Vice Chairperson of the Standing Committee of the Shanxi Provincial People's Congress

Personal details
- Born: March 1958 (age 68) Huairen, Shanxi, China

= Li Yue'e =

Chinese politician

Li Yue'e (李悦娥; born March 1958) is a Chinese politician and academic specializing in linguistics. She currently serves as president of the Shanxi People's Association for Friendship with Foreign Countries. She previously served as vice chairperson of the Standing Committee of the Shanxi Provincial People's Congress and as vice chairperson of the Shanxi Provincial Committee of the Chinese People's Political Consultative Conference.

== Biography ==
Li was born in March 1958 in Huairen, Shanxi. She joined the Chinese Communist Party in May 1976 and began her career in education. From 1976 to 1979, she studied English at the Department of Foreign Languages of Shanxi Teachers College. After graduation, she briefly worked as a substitute teacher before joining Shanxi Agricultural University as an English instructor. In the 1980s, Li pursued further studies in linguistics, including advanced training at Nankai University. She later studied in the United Kingdom, earning a master's degree in applied linguistics from the University of Reading and a doctorate in modern linguistics from Aston University.

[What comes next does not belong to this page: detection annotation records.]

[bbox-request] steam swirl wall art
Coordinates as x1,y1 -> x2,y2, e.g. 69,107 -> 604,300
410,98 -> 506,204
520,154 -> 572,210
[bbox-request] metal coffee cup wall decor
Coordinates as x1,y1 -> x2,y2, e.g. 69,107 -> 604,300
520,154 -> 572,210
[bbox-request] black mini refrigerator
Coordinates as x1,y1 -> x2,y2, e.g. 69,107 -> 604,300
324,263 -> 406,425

Upon returning to China, Li joined Shanxi University, where she served as associate professor and later professor, and held administrative roles including vice dean and eventually vice president of the university from 1998 to 2003. During this period, she also attended a mid-career training program at the Central Party School of the Chinese Communist Party.

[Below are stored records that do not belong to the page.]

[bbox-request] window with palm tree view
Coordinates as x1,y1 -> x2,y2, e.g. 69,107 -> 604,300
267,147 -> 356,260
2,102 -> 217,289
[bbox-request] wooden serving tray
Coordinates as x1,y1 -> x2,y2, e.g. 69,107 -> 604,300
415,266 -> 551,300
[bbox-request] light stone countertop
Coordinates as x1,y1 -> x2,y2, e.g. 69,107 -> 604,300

Li transitioned into government service in 2003, when she was appointed director and party secretary of the Shanxi Provincial Foreign Affairs (Overseas Chinese Affairs) Office. In 2006, she became chairwoman and party secretary of the Shanxi Women's Federation. In 2013, she was appointed vice chairperson of the Shanxi Provincial Committee of the Chinese People's Political Consultative Conference. Since 2018, Li has served as vice chairperson of the Standing Committee of the Shanxi Provincial People's Congress. In April 2021, she was appointed president of the Shanxi People's Association for Friendship with Foreign Countries. She was also a deputy to the 11th National People's Congress.